Art. ART. 1ER A • 07/05/2026 EN_TRAITEMENT
EPR

Exposé des motifs

La loi n° 2022‑296 du 2 mars 2022 visant à démocratiser le sport en France a constitué une avancée importante en prévoyant la représentation des sportifs de haut niveau au sein des instances dirigeantes des fédérations sportives. Cependant, cette représentation est demeurée en grande partie consultative, sans que les sportifs et entraîneurs professionnels disposent d’une véritable capacité de décision sur les sujets qui les concernent directement.

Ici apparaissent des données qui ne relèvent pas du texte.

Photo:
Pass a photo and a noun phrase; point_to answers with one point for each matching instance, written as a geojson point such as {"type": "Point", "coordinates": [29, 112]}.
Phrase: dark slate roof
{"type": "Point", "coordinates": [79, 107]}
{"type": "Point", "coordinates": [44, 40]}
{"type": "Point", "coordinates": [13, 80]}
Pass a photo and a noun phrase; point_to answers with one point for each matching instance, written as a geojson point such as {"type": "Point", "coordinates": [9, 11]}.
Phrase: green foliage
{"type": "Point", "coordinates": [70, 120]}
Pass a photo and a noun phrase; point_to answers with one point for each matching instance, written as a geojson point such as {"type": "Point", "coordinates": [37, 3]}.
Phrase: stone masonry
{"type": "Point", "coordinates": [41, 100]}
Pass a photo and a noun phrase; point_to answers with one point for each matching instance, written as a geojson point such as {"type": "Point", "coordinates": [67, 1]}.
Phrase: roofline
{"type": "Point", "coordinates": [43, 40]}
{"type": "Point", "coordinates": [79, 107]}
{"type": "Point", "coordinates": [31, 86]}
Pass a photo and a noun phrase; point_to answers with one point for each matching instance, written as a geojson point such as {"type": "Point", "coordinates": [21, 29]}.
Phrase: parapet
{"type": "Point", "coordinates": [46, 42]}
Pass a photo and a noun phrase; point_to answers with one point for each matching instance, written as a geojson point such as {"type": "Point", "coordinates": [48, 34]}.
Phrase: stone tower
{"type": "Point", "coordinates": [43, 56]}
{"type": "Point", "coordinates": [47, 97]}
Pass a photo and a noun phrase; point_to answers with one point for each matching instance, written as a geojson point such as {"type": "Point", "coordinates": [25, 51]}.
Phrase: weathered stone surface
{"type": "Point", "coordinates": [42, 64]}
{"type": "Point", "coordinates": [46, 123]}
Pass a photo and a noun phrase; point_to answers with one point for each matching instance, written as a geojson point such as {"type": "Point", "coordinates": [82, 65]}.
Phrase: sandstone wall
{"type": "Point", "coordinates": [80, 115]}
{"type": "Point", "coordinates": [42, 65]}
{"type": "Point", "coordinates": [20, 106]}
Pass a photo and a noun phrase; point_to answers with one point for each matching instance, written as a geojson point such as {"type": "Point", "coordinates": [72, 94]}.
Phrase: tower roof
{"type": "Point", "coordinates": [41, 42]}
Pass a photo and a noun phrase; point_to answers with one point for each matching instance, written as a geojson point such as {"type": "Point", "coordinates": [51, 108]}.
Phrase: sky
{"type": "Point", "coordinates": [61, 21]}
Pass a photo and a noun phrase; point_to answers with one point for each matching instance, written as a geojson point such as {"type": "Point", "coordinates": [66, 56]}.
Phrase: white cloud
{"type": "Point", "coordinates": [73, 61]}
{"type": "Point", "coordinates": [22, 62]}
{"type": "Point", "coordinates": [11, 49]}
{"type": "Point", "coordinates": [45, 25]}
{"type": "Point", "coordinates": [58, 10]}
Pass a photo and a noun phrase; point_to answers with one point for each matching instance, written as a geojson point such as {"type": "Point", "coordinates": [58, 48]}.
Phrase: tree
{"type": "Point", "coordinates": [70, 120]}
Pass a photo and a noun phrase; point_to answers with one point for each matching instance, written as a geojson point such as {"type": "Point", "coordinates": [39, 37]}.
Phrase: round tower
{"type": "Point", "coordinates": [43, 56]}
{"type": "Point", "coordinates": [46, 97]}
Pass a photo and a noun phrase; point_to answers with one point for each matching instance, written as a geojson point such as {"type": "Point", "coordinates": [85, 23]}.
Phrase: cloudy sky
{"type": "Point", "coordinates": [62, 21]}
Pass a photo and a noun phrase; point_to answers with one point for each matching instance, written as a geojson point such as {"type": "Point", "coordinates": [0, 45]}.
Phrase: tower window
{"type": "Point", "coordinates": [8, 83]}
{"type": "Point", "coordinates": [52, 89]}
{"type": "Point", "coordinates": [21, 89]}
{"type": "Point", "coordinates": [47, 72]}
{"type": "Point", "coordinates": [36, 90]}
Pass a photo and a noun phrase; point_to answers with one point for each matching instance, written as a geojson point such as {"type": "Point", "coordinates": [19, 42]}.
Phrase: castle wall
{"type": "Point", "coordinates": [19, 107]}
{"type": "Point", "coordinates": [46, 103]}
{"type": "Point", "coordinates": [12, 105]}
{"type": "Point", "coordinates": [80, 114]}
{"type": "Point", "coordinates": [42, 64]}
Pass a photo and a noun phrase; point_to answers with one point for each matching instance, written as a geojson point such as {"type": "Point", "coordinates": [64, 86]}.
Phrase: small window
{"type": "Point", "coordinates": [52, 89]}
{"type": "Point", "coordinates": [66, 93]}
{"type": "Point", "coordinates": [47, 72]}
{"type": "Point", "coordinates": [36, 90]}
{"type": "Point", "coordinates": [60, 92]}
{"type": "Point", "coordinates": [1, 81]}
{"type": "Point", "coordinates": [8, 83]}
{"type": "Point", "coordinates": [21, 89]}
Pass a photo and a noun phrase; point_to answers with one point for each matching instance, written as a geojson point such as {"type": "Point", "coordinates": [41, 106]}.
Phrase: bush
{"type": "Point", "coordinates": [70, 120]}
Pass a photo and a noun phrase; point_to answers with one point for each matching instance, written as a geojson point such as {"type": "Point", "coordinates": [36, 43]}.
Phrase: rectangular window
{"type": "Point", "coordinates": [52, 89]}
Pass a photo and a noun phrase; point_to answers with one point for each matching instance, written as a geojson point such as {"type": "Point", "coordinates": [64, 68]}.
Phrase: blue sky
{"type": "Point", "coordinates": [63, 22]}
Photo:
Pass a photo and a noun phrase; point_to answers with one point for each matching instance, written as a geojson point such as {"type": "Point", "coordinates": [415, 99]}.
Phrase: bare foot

Or, les fédérations délégataires prennent des décisions majeures affectant le quotidien des sportifs professionnels : calendriers de compétition, conditions de mise à disposition pour les équipes nationales, règlements disciplinaires, conditions d’exercice de la profession. Il est paradoxal que ces décisions soient arrêtées sans que ceux qui en subissent les effets les plus immédiats puissent y prendre part de manière délibérative.

Le présent amendement propose en conséquence d’accorder une voix délibérative aux représentants des sportifs professionnels et aux représentants des entraîneurs professionnels au sein des instances dirigeantes des fédérations ayant constitué une ligue professionnelle. La désignation de ces représentants s’effectuerait par leurs organisations représentatives, dans des conditions précisées par décret en Conseil d’État, garantissant une mise en œuvre adaptée aux spécificités de chaque discipline et préservant l’équilibre des instances fédérales.

Cette mesure s’inscrit dans la continuité de l’esprit de la loi du 2 mars 2022, tout en en comblant une lacune persistante : la participation sans pouvoir ne garantit pas l’effectivité de la représentation.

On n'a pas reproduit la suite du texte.